Why Walmart Is Betting Big on Cheap Android Tablets

Why Walmart Is Betting Big on Cheap Android Tablets
Walmart has launched a line of Onn brand tablets priced around $99 to compete directly with Apple's iPad—particularly the Onn 8 Tablet Pro, an 8-inch Android device that uses standard Google Play services rather than a customized version of Android. This matters because it's one of the few budget tablets that doesn't lock you into a proprietary ecosystem, and it gives Walmart another way to reach customers who want affordable but functional devices.
What the Onn Tablets Actually Are
The Onn 8 Tablet Pro runs Android 10 with the standard Google version of the operating system, which distinguishes it from Amazon's Fire tablets—those use Fire OS, Amazon's own modified version of Android. Ars Technica noted that the device is designed primarily for holding vertically, which suggests Walmart expects most users to do things like browse social media, watch videos, and read rather than type long documents or edit spreadsheets.

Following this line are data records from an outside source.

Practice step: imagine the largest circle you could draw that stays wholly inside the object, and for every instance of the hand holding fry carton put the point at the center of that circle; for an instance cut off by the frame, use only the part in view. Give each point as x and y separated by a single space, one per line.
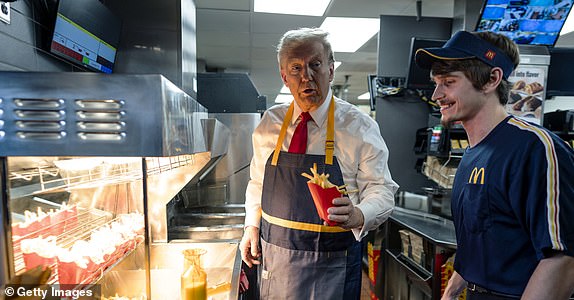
323 193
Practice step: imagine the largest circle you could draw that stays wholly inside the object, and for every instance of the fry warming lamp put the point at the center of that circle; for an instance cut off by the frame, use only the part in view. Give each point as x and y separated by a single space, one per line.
88 165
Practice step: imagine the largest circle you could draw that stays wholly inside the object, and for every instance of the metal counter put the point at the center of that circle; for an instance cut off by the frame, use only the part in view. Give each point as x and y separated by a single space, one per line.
437 229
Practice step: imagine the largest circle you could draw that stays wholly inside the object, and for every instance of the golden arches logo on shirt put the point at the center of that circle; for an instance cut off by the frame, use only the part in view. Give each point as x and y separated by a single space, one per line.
475 174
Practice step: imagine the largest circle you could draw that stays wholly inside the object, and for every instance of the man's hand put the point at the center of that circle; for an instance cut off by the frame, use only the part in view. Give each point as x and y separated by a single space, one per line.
345 213
249 246
456 284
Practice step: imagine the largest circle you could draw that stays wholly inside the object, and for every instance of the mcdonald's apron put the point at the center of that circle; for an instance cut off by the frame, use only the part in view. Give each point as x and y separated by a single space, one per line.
302 258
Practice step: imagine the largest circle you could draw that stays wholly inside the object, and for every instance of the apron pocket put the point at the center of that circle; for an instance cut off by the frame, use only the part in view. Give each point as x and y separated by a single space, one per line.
296 274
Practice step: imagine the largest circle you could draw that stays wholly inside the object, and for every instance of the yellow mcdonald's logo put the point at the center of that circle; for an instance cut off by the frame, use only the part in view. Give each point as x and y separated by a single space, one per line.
474 176
490 54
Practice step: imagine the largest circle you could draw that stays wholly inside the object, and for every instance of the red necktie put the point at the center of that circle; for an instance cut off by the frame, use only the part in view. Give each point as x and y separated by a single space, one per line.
299 139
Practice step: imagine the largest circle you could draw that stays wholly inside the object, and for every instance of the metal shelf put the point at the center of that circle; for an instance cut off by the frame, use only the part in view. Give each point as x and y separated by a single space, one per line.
80 173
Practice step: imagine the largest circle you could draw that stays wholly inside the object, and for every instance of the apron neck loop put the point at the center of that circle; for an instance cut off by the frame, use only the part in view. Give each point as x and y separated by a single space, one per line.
329 141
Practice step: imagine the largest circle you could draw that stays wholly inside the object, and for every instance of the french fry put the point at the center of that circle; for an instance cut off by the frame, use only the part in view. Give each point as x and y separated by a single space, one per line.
322 180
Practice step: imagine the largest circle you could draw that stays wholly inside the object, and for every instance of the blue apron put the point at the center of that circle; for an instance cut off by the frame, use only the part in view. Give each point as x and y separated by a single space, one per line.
302 258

The pro versions include faster processors and USB-C charging ports—two features that were uncommon on budget tablets a few years ago. USB-C in particular is significant: older cheap tablets stuck with micro-USB long after the rest of the industry moved on, making them annoying to charge alongside your phone or laptop.
The Market Walmart Is Targeting
Amazon's Fire tablets have dominated the sub-$100 tablet market for years by selling them cheaply and making money from subscriptions, video, and content you buy through Amazon. Walmart's strategy is different: it's betting that some people would rather use regular Android with Google's app store (Google Play) instead of being locked into Amazon's ecosystem.
Budget tablets have traditionally cut corners on build quality, speed, and software updates to hit low prices. By including USB-C and committing to a processor that doesn't feel sluggish, Walmart is signaling it wants to make budget tablets feel less cheap, without actually raising the price.
How Walmart's Retail Stores Give It an Edge
Here's where Walmart's physical stores matter: you can walk in, hold the tablet, and decide if you like it before spending your money. That's powerful at the budget price point, where people tend to be skeptical about what they're getting.
Walmart also has decades-old supplier relationships and manufacturing networks that let it build tablets affordably while still making a profit. The Onn brand itself extends beyond tablets to TVs, speakers, and cables—basically Walmart's answer to Amazon's private-label hardware line, except Walmart sells through stores rather than relying mainly on digital subscriptions.
We've watched this pattern repeat. Best Buy tried it with Insignia-branded products. Target has launched various private-label electronics over the years. The difference with Walmart is the scale of the bet and the fact that it's actually trying to compete head-to-head with major brands rather than just filling gaps.
Why Walmart Chose Standard Android
Walmart could have modified Android the way Amazon did, which would give Walmart more control over what apps users see and how Walmart makes money. But customizing Android requires constant software maintenance, and it breaks access to the thousands of apps in Google Play. Using standard Android is simpler and gives users what they expect.
The vertical orientation choice also tells you something about user research. Walmart studied who buys cheap tablets and what they do with them. The answer: mostly watch videos, scroll social media, and read—not write emails or edit documents on a 8-inch screen.
What This Means Longer Term
The timing is worth noting. Remote work and online learning drove tablet sales up in recent years, and budget tablets serve as secondary devices for a lot of households—the one your kid uses for homework or that sits on your nightstand. There's a real market beyond people buying premium iPads.
From a broader perspective, Walmart's entry into the budget tablet space could matter for Android itself. Amazon's Fire tablets use a forked version of Android, which fragments the ecosystem. Walmart maintaining standard Android with Google Play could actually help sustain app development for budget Android tablets by keeping a larger base of users with consistent access to apps.
That said, budget tablets have a weak history when it comes to lasting software updates and reliability. Devices shipped a few years ago often accumulated build quality problems users didn't notice until later. Walmart will succeed here only if it can maintain reasonable quality standards over time while keeping prices low—no small feat. That's the real test ahead.